Baise Anonyme en Hôtel : Mon Frisson Sauvage Lors d’un Déplacement
Le lounge de l’hôtel vrombit doucement, climatisation ronronnante comme un chat repu. Lumières tamisées filtrent à travers les rideaux lourds, dessinant des ombres sur le marbre froid du bar. Je suis là, valise au pied, anonyme dans cette ville inconnue. Loin du boulot, du mari, de tout. Un cocktail amer glisse dans ma gorge, chaleur qui monte déjà. Mes cuisses se serrent sous la jupe crayon, souvenirs de la photo envoyée ce matin à ce collègue. Erreur calculée. Ici, personne ne sait qui je suis. Marie ? Oubliée. Juste une voyageuse aux désirs vifs.
Ses yeux accrochent les miens depuis l’autre bout du comptoir. Grand, musclé, chemise tendue sur des pecs saillants. Il commande un whisky, sourire en coin. Approche fluide, comme s’il sentait mon feu intérieur. “Seule ce soir ?” Voix grave, râpeuse. Je hausse les épaules, lèvres humides de gin. “Toujours, en déplacement.” Rires complices. Échange de prénoms bidons – lui, Alex ; moi, rien. Doigts qui effleurent mon bras, frisson électrique. Le bar pulse au rythme des avions dehors, bruits étouffés par les vitres épaisses. Il propose une chambre. Pas de résistance. Mon corps dit oui avant mes mots. On monte, ascenseur étroit, son souffle chaud dans mon cou. Liberté pure, parenthèse charnelle.
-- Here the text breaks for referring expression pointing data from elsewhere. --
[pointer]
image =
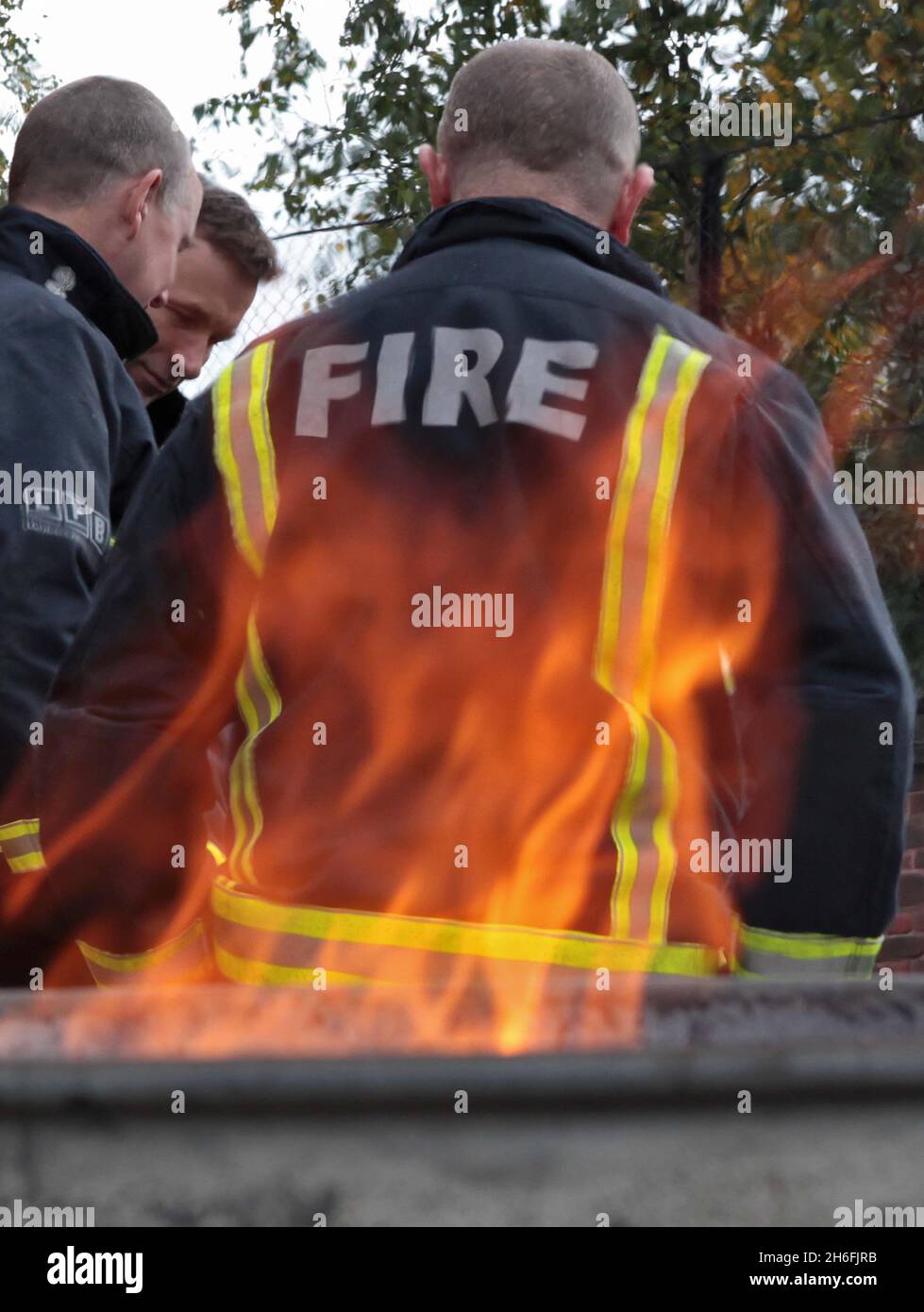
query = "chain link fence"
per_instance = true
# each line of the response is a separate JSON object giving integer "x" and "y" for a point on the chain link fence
{"x": 314, "y": 264}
L’Approche : Liberté Géographique et Rencontre Fortuite
Porte claque. Sa bouche fond sur la mienne, brutale. Langue invasive, goût de whisky et sueur. Mains puissantes déchirent ma blouse, soutif arraché d’un coup sec. Seins libres, tétons durs comme cailloux. Il grogne : “T’es une salope en chaleur, hein ?” Oui. Poussée sur le lit, draps frais et amidonnés crissent sous moi. Jupe relevée, culotte arrachée. Doigts rugueux fouillent ma chatte trempée. “Regarde comme t’es mouillée, pute.” Je gémis, jambes écartées. Il bande dur, queue épaisse sortie du froc, veines gonflées. Pas de capote – imprévu total. Il m’empale d’un thrust violent, cuisses claquant contre les miennes. Bruits humides, claquements sourds perdus dans le bourdonnement de la ville.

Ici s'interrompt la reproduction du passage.